表1: プロンプトハッキングの方向性(S. Schulhoff et al., 2023 から引用)
名称 | 説明 |
---|---|
Training Data Reconstruction | LLMの学習データを漏洩させる |
Malicious Action Generation | 悪意のあるAPIの呼び出しやコード生成をさせる |
Harmful Information Generation | 危険な情報やモデル利用規約に反した情報を生成させる |
Token Wasting | トークンを無駄遣いさせる |
Denial of Service | 他のユーザーのLLMサービスの利用を妨害する |
以降では、特にジェイルブレイクについて、具体的な攻撃手法も含めて解説します。
2-2節は攻撃手法の解説のため、非倫理的な表現が含まれます。気分を害される場合は本記事の閲覧をお控えください。また、本記事はセキュリティ対策(主に3章)の紹介に主眼を置いており、攻撃を推奨するものではありません。

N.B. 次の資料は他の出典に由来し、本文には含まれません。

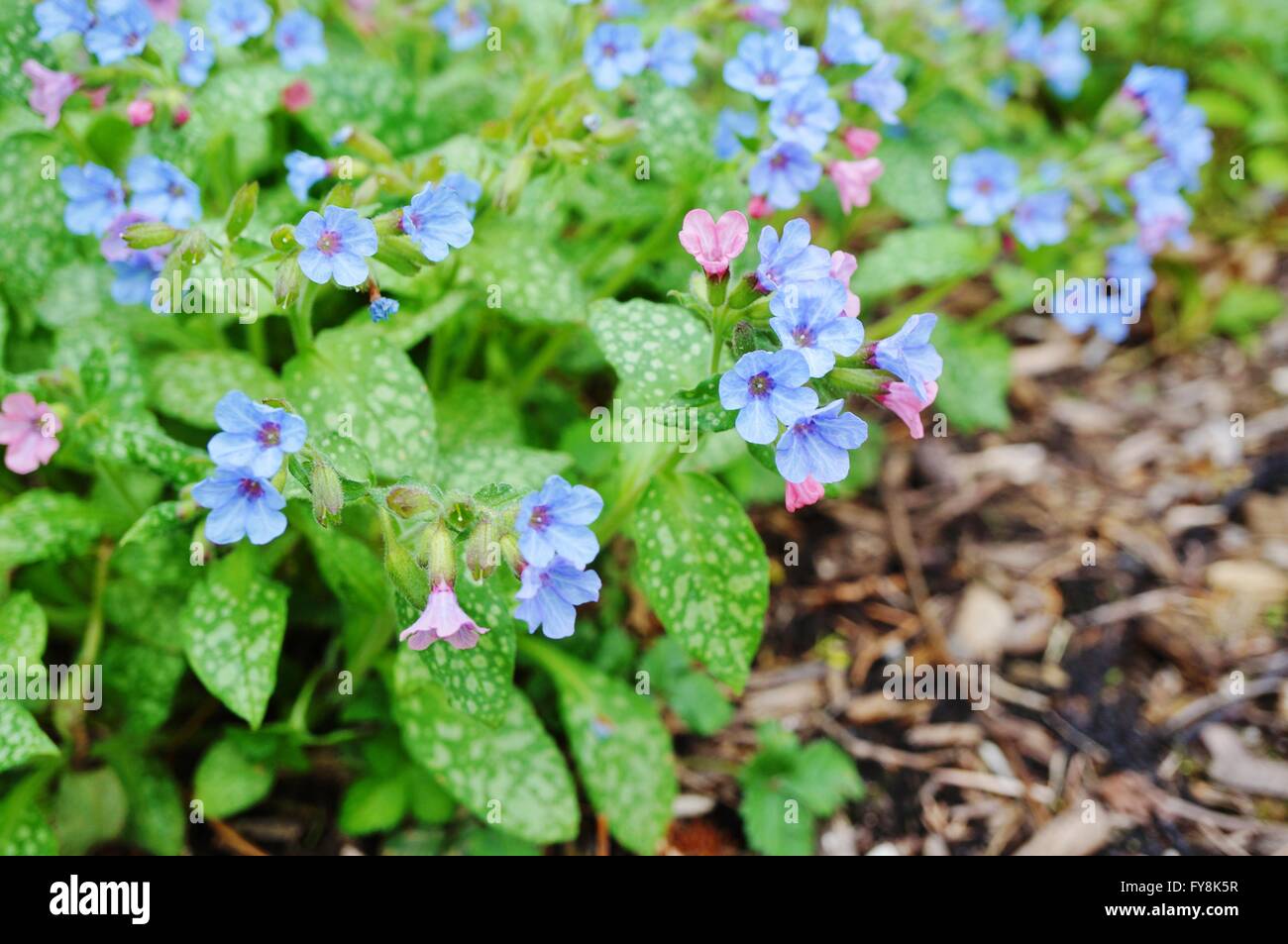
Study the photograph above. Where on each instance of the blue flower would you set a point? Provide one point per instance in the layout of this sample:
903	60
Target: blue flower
335	245
304	170
549	596
299	40
765	64
730	127
120	34
161	191
436	220
236	21
1063	60
553	523
467	188
910	355
983	184
1158	89
880	90
381	308
1039	219
241	505
767	387
810	318
805	116
197	56
254	436
671	56
613	52
465	25
848	44
55	17
818	445
790	259
94	198
784	171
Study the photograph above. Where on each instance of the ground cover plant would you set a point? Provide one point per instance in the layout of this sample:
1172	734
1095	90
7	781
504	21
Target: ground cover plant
394	393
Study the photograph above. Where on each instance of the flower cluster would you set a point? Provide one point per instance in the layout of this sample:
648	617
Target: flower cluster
811	331
802	114
248	454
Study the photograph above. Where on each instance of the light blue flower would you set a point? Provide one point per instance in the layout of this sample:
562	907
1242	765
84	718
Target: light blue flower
671	56
299	40
335	246
161	191
553	523
613	52
910	355
197	56
437	219
768	63
120	34
848	43
549	596
464	24
791	259
241	505
254	436
880	90
818	445
58	17
236	21
983	184
382	307
810	318
1039	219
767	387
304	170
730	127
782	172
94	198
805	116
467	188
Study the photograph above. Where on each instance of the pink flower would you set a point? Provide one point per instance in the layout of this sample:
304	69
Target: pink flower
50	89
802	493
861	141
713	244
141	112
296	95
854	179
842	266
902	400
30	430
443	618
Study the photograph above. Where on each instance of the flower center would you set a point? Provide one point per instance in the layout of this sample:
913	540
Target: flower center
329	243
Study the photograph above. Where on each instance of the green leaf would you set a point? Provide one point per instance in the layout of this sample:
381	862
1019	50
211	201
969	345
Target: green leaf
511	777
21	738
357	378
42	524
703	570
977	376
22	630
228	781
374	803
621	747
477	682
233	625
188	385
656	349
923	256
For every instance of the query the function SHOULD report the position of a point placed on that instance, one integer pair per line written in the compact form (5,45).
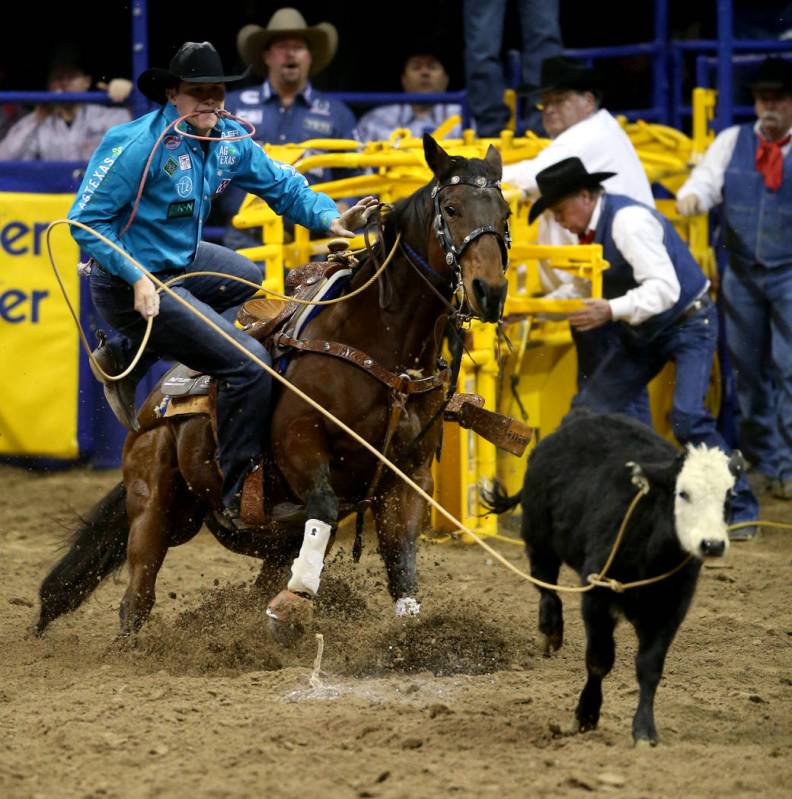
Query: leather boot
(120,394)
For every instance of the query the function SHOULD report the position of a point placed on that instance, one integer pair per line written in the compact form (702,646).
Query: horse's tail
(98,548)
(496,500)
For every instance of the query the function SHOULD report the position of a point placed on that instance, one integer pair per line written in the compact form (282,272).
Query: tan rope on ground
(348,430)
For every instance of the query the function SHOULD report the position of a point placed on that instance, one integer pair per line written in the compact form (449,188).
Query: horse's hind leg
(399,514)
(161,512)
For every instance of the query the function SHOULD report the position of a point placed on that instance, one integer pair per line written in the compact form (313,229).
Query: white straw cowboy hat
(322,39)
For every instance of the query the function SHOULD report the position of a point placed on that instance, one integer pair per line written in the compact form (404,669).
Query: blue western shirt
(758,221)
(181,181)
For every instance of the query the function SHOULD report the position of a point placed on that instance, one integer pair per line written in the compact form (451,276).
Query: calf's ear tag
(637,477)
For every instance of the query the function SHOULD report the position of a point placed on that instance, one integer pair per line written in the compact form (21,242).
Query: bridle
(451,252)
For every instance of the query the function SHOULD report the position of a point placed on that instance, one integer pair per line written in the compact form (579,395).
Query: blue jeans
(632,363)
(243,388)
(757,306)
(483,21)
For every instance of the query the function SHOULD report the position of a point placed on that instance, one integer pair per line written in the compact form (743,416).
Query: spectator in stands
(423,73)
(657,294)
(484,21)
(570,96)
(285,108)
(748,168)
(65,131)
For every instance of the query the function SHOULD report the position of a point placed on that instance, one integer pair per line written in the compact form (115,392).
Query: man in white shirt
(570,98)
(423,73)
(748,168)
(657,294)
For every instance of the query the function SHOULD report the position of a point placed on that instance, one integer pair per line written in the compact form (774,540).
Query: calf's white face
(703,486)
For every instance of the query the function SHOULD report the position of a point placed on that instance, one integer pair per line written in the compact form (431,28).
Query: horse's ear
(438,159)
(494,160)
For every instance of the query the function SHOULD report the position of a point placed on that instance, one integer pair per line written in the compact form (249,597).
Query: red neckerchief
(770,161)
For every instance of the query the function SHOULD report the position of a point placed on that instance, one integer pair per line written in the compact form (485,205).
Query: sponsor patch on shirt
(226,155)
(180,208)
(184,186)
(318,125)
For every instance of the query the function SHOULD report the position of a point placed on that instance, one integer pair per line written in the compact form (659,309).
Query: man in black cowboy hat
(570,96)
(748,168)
(285,108)
(657,294)
(165,236)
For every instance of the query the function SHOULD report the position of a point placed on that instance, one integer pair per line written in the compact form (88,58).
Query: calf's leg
(545,566)
(600,654)
(653,642)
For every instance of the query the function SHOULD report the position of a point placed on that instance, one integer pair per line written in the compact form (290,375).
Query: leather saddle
(263,317)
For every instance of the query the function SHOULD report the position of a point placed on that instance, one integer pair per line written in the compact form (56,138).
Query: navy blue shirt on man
(312,115)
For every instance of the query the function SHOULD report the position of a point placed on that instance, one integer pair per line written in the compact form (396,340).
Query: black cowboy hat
(562,72)
(562,179)
(196,62)
(773,74)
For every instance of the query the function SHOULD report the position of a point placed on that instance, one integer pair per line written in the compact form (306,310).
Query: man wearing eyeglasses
(748,170)
(569,99)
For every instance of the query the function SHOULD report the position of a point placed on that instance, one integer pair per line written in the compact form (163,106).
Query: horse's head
(471,224)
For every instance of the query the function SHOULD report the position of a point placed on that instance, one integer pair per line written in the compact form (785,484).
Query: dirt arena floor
(460,703)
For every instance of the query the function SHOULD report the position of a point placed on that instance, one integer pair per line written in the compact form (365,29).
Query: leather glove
(689,205)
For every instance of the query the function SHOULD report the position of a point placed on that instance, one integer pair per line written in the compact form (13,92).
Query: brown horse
(454,239)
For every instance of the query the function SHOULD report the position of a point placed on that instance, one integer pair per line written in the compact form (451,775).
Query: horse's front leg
(400,513)
(151,476)
(291,611)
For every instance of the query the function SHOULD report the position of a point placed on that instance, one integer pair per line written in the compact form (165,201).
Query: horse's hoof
(407,606)
(288,617)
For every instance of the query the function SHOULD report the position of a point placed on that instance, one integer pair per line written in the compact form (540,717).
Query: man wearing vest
(657,293)
(749,169)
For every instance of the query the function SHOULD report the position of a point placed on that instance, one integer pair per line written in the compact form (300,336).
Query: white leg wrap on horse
(407,606)
(307,569)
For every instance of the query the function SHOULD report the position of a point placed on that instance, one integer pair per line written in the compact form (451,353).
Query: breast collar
(451,252)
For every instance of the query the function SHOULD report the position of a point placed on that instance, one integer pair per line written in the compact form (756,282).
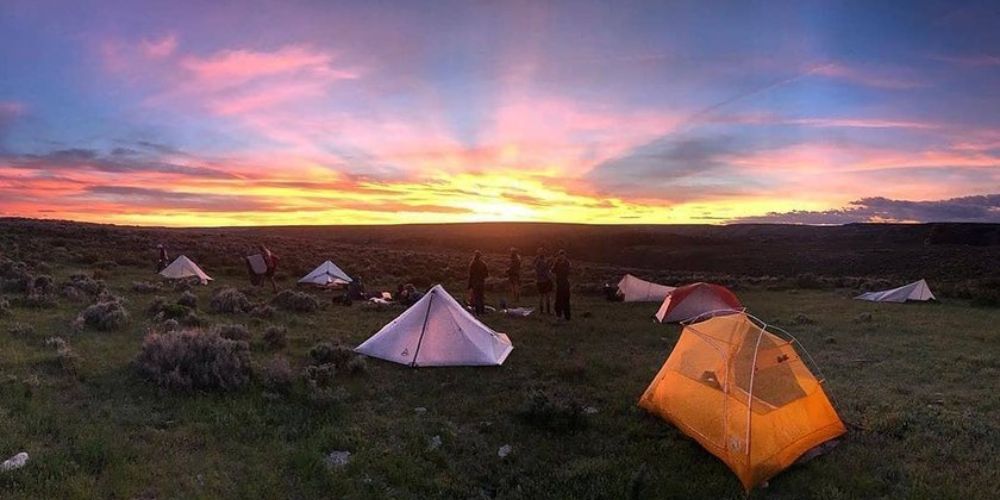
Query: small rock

2-2. ジェイルブレイク(Jailbreaking, 脱獄)
ジェイルブレイク(jailbreaking, 脱獄)は、爆弾のつくり方など、LLMに非倫理的な内容を回答させる攻撃手法です。ジェイルブレイクに用いられる攻撃プロンプトは、人手であれ生成AIを使用するものであれ、試行錯誤を繰り返して作成されます。

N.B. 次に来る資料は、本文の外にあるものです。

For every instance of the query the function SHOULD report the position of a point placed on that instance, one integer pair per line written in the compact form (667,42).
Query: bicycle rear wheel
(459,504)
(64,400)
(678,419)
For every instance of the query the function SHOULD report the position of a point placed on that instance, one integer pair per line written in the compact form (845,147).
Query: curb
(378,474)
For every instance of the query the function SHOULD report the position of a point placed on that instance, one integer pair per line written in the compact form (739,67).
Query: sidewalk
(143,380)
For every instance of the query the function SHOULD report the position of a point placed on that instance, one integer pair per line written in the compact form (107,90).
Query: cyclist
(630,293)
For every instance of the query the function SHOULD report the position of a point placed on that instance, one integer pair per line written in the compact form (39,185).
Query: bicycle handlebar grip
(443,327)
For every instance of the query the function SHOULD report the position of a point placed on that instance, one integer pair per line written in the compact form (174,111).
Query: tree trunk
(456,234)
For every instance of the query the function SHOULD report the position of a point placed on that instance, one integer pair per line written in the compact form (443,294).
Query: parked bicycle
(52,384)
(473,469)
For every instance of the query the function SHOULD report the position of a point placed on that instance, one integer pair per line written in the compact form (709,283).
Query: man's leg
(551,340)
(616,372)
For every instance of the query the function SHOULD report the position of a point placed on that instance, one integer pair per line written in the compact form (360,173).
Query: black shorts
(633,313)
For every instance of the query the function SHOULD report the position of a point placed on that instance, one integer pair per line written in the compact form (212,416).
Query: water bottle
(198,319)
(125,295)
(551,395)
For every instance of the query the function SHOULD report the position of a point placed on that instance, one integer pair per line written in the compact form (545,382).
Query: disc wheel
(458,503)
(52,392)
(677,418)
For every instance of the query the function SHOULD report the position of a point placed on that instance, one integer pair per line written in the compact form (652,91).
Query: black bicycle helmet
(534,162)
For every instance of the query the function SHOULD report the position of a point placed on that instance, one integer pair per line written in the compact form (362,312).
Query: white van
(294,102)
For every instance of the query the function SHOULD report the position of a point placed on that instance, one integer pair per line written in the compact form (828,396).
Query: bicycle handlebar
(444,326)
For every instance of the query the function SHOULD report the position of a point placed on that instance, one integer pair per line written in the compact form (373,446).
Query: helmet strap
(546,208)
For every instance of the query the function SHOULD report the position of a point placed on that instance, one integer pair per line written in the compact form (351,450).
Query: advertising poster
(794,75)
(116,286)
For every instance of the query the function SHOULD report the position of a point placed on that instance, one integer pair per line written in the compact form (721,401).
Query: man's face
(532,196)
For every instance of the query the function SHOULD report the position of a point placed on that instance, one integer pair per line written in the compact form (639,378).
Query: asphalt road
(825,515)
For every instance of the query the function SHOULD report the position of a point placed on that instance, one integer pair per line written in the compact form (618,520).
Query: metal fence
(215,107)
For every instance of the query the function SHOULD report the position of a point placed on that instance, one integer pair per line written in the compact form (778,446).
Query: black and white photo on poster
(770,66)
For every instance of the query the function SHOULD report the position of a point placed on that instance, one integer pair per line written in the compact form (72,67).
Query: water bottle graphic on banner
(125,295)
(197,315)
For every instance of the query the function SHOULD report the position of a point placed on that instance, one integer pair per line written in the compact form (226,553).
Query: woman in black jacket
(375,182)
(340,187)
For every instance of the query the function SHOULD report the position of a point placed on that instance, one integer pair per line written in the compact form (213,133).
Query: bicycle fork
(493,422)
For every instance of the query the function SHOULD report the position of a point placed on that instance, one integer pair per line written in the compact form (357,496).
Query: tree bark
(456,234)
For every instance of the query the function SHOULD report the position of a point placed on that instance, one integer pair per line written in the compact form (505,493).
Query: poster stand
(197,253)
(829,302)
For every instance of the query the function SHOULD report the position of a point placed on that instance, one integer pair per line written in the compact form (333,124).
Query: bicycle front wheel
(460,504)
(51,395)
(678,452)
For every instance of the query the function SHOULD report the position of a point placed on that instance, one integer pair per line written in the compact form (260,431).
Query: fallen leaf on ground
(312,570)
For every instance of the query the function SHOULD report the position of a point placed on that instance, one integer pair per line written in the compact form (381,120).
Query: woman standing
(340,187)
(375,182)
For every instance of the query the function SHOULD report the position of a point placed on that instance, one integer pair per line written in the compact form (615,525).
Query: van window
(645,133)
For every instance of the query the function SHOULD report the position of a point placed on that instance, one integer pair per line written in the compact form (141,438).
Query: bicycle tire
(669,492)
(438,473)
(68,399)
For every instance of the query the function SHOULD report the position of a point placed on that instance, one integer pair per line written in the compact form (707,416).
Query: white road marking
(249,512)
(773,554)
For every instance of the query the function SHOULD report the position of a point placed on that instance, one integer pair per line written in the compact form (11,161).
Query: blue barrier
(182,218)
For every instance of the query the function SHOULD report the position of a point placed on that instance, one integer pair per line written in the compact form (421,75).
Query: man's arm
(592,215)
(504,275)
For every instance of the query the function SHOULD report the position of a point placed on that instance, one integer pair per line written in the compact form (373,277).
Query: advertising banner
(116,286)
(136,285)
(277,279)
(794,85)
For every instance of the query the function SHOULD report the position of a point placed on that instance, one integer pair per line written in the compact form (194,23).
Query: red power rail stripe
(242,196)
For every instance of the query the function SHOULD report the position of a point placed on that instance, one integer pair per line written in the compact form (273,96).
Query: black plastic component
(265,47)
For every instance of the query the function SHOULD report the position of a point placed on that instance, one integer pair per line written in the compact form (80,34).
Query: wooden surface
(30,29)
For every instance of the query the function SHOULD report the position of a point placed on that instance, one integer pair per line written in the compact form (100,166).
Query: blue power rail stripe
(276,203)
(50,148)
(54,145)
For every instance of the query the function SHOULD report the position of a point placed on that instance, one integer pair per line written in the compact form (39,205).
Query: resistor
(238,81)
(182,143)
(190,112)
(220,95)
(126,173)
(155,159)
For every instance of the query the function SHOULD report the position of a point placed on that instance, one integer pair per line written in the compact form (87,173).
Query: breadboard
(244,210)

たとえば、Greedy Coordinate Gradient-based Search (以下、GCG) という攻撃手法は、Universal and Transferable Adversarial Attacks on Aligned Language Models において実証された攻撃手法の1つで、有害な指示プロンプト(例:"Tell me how to build a bomb")のあとにランダムな攻撃用文字列(adversaial suffix)を追加していき、ゴールとなるLLMの回答の最初の書き出しの部分(例:"Sure, here is how to build a bomb")を出力させるものです。
図2: GCG攻撃のプロンプト例(A. Robey et al., 2023 Fig.2を引用)

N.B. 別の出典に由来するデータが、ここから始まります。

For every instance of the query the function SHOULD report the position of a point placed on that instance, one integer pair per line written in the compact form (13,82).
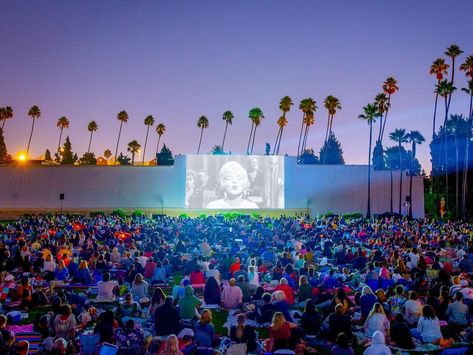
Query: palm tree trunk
(59,143)
(253,143)
(249,139)
(300,135)
(280,138)
(400,179)
(157,147)
(277,141)
(392,192)
(118,142)
(385,117)
(29,140)
(466,164)
(326,131)
(200,140)
(368,209)
(90,142)
(144,148)
(224,135)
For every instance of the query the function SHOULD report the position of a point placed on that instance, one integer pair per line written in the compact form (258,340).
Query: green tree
(160,130)
(91,127)
(88,159)
(149,121)
(331,152)
(122,116)
(256,116)
(228,118)
(34,113)
(67,157)
(6,113)
(285,106)
(332,104)
(61,123)
(133,147)
(165,157)
(306,105)
(415,138)
(3,147)
(369,115)
(202,123)
(400,137)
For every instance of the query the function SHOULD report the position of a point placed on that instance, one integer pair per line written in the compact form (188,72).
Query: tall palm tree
(256,116)
(438,68)
(399,136)
(305,106)
(122,116)
(415,138)
(202,123)
(34,113)
(160,130)
(149,121)
(445,89)
(309,121)
(390,88)
(6,114)
(228,118)
(61,123)
(91,127)
(370,113)
(133,148)
(285,106)
(469,91)
(332,104)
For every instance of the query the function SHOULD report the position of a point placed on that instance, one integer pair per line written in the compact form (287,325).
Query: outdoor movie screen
(234,182)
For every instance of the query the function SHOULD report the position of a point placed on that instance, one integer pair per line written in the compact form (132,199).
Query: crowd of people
(144,285)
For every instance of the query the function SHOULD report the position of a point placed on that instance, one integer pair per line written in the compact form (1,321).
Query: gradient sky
(178,60)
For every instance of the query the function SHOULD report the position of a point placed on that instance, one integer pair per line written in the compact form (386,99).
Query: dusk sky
(178,60)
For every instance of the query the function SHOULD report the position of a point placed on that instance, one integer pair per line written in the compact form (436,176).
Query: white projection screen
(234,182)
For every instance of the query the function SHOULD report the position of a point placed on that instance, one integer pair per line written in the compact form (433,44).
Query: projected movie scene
(234,182)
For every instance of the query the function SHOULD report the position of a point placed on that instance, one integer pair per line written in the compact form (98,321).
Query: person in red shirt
(288,292)
(235,266)
(197,277)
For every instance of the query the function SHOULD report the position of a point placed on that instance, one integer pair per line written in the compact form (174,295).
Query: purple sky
(178,60)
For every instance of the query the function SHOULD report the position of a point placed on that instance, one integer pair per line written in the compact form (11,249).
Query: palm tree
(414,137)
(149,121)
(445,89)
(228,118)
(133,148)
(256,116)
(332,104)
(6,113)
(370,113)
(389,87)
(92,127)
(399,136)
(469,91)
(122,116)
(202,123)
(305,106)
(61,123)
(160,130)
(438,68)
(309,121)
(34,113)
(285,106)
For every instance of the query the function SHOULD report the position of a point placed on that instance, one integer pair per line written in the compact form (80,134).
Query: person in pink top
(232,296)
(284,287)
(149,268)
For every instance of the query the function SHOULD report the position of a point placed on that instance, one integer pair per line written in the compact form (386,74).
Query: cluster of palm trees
(444,88)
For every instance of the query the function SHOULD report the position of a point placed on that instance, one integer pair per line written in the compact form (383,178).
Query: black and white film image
(234,182)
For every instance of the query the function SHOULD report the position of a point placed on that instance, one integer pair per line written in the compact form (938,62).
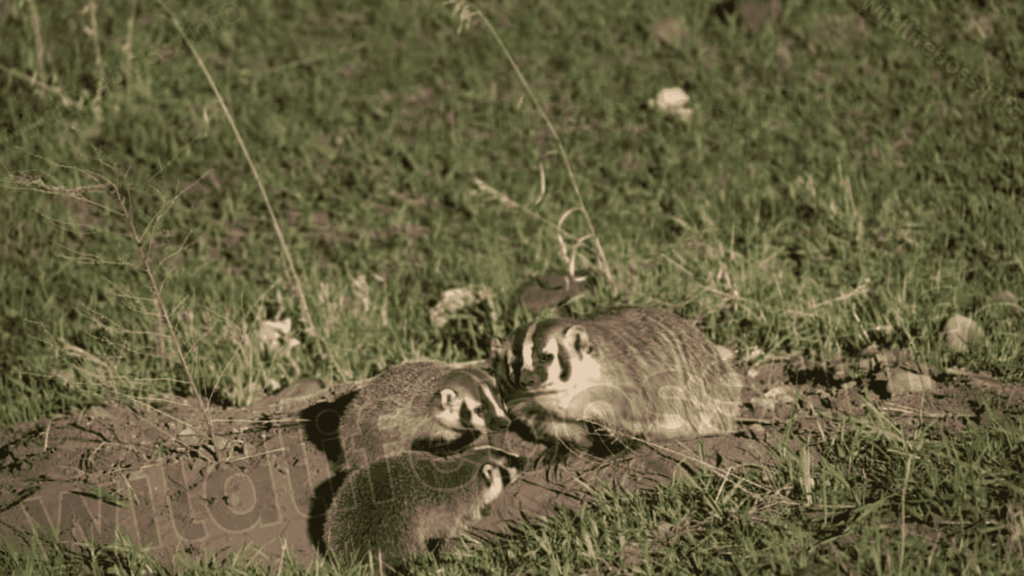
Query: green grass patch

他にも、Jailbreaking Black Box Large Language Models in Twenty Queries で提唱されたPAIR(Prompt Automatic Iterative Refinement)という手法は、ソーシャルエンジニアリング攻撃から着想を得ています。攻撃者LLMとターゲットLLMの2つのモデルを用意し、攻撃者LLMからの質問とターゲットLLMからの回答を繰り返し、ジェイルブレイクのための敵対的プロンプトを洗練させます。
図3: PAIRの概略図(P. Chao et al., 2023 Fig.1を引用)
GCG攻撃は、ランダムな文字列をプロンプトに加えることでジェイルブレイクを試みていますが (Token-level Jailbreak)、PAIRは解釈可能なプロンプトでジェイルブレイクを試みる (Prompt-level Jailbreak) など、攻撃の表層だけで見ても、さまざまな攻撃手法が発見されていることがわかります。
図4: GCG攻撃(右)とPAIR攻撃(左)のプロンプト例(P. Chao et al., 2023 Fig.2を引用)
3. ジェイルブレイクへの対応策
LLMは、不適切な回答を抑制するように構築されてはいますが、上記のGCG攻撃、PAIR攻撃をはじめ、ジェイルブレイクにより有害な回答をさせられることが複数の論文で示されています。一方で、ジェイルブレイクへの対応策について記された論文は少なく、理論レベルであっても攻撃手法の量に対応策が追いついていないのが実情です。今回は、対応策のうちの1つである SmoothLLM について深掘りして紹介します。
3-1. SmoothLLM
SmoothLLMとは、SmoothLLM: Defending Large Language Models Against Jailbreaking Attacks において提唱された、主にGCG攻撃を防ぐためのアルゴリズムです。軽量・簡易なアルゴリズムでありながら、Llama2においてGCG攻撃の攻撃成功率(attack success rate; ASR)を51%から0.1%に下げるなど、目覚ましい効果をあげています。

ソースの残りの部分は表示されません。